Associate Vice President for New Haven and State Affairs Michael Morand said the proposed tax hike would amount to an increase of roughly a quarter of a million dollars over the University’s current $3 million payment. These taxes are in addition to a new undisclosed voluntary payment Yale has agreed to make to the city this year.

With the increase in property taxes, DeStefano said his proposal avoids making layoffs or cutting into key city services, though he said the size of city government will continue to decrease through attrition.

“We continue to reduce the size of government, but at the same time I don’t want us compromising education and public services in the city,” he said.

DeStefano also said that because of his commitment to encouraging economic development, he would not cut financing for Tweed-New Haven Airport and area arts initiatives.

The proposal is preliminary and may change depending on final expenditure figures and the city’s allocated state aid, which is the largest source of New Haven’s revenue.

The budget has not yet been presented to the Board of Aldermen. DeStefano met with the board to discuss the budget last week, but no specifics were given at that time.

“All I can say is we’re in a very difficult budget time,” Board of Aldermen President Jorge Perez said.

Ward 20 Alderman Charles Blango is lobbying the state legislature to allow New Haven to impose a sales tax to augment its property tax revenues, a proposal that has drawn criticism for its potential negative impact on area business.

“If we could get a sales tax passed on a statewide basis that would be divvied up in a manner to help cities, which I think need the help, that would work,” Ward 29 Alderman Carl Goldfield said. “I’d be worried about a sales tax that would be imposed just in New Haven because it’s so easy to drive across the border to avoid it. I don’t have a lot of faith that people won’t leave New Haven to save a couple of pennies.”

DeStefano said in general he supports diversifying municipal revenue bases, but he thinks the city’s financial problems are indicative of a more widespread problem in the state’s tax structure.
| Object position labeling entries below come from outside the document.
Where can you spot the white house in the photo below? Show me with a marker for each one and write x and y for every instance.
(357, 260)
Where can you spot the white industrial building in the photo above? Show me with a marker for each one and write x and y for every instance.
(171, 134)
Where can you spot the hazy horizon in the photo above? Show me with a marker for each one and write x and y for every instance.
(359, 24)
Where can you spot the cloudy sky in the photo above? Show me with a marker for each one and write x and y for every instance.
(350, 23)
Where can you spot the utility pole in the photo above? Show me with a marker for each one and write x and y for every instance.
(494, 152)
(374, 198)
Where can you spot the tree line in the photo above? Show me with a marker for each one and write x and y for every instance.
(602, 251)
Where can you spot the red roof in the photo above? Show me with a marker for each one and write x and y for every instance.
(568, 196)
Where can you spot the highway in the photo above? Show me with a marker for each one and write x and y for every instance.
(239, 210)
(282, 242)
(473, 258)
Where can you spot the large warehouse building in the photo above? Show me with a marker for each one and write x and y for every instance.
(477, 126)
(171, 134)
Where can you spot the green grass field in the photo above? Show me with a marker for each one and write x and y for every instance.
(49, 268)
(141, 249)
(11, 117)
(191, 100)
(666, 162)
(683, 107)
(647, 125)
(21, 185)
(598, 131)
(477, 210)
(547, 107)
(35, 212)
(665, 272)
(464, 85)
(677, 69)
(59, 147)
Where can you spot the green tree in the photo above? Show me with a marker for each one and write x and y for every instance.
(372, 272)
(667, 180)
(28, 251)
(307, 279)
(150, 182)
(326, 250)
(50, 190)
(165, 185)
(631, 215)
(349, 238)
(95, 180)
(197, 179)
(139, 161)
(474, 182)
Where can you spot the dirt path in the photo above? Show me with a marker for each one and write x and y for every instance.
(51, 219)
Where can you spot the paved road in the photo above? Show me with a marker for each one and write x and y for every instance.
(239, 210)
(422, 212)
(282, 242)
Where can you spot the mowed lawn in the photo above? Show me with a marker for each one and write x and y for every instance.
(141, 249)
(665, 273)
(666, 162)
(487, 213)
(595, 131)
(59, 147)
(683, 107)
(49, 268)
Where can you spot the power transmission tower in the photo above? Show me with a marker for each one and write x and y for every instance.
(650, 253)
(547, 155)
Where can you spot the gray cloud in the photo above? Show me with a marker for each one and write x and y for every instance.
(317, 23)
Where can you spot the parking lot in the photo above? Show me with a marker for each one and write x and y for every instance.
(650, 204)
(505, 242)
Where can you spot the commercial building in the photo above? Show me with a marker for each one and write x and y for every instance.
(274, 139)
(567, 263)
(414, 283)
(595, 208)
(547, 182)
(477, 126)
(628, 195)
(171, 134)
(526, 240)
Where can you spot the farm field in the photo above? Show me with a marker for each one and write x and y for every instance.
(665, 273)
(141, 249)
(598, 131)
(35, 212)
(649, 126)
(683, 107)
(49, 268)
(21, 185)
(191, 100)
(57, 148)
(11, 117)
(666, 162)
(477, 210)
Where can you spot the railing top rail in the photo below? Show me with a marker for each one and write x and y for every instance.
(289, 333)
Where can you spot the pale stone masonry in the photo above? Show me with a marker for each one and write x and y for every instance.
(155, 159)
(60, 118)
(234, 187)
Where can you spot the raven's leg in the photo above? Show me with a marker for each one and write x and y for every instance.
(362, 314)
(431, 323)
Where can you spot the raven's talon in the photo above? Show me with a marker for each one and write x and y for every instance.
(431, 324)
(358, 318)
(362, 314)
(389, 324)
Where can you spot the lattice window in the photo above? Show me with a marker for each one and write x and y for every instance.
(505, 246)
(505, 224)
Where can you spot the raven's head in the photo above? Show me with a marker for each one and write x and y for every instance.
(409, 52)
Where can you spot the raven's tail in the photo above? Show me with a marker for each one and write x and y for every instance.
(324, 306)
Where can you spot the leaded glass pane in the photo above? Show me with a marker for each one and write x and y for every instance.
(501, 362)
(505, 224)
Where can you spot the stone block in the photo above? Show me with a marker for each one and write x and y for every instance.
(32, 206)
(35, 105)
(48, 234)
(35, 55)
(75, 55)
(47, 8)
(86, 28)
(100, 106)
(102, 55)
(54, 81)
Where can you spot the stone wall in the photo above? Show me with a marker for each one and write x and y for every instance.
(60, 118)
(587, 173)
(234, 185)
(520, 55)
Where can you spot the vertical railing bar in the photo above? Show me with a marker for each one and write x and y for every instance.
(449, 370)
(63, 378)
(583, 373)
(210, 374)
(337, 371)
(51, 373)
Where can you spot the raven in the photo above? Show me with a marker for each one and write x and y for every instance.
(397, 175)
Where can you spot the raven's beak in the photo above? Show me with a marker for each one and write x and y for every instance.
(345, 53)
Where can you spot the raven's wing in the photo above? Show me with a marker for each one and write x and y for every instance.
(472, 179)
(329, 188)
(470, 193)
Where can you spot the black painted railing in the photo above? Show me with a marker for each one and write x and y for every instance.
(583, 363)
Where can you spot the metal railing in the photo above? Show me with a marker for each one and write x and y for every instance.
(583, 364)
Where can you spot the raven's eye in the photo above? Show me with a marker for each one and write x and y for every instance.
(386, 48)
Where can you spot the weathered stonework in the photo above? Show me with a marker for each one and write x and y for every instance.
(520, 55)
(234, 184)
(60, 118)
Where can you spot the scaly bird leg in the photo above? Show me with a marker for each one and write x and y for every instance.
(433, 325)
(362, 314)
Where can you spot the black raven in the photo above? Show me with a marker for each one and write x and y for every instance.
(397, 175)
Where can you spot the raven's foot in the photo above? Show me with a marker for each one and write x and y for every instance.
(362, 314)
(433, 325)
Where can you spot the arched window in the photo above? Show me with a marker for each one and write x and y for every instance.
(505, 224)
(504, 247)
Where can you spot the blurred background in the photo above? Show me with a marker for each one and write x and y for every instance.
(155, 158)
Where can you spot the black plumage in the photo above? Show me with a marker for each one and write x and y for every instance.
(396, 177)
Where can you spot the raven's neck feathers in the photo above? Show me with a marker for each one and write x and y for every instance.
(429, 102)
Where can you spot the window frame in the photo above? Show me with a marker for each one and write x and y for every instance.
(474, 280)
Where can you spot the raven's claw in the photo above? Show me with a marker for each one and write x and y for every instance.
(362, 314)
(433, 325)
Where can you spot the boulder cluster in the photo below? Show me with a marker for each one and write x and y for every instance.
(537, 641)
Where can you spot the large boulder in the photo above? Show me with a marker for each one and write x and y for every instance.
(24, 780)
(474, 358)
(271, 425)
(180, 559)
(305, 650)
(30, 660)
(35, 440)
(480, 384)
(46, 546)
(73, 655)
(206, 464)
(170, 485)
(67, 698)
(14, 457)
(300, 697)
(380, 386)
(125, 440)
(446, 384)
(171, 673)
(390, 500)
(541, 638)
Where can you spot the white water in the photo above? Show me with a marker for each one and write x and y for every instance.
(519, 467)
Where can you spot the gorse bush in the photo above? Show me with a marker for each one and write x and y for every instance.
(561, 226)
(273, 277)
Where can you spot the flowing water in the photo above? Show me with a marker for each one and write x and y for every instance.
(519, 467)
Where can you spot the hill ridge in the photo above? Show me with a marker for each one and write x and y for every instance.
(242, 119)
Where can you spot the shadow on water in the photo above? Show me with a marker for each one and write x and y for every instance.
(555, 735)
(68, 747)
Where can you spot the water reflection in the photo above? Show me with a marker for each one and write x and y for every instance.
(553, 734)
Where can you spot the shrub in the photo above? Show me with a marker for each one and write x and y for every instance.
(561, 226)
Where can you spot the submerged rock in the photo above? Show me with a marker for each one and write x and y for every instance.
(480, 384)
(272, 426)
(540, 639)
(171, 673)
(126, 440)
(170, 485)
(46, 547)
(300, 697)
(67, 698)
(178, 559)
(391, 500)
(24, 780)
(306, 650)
“The problem is there’s no connection between where sales tax is raised and where it’s needed,” DeStefano said, pointing out that wealthy communities like Greenwich have the state’s largest tax bases.

Blango did not return calls this weekend.

Morand said New Haven’s current fiscal situation is common to cities across the country.

“This shows how vital it is that the city focus on economic development,” he said.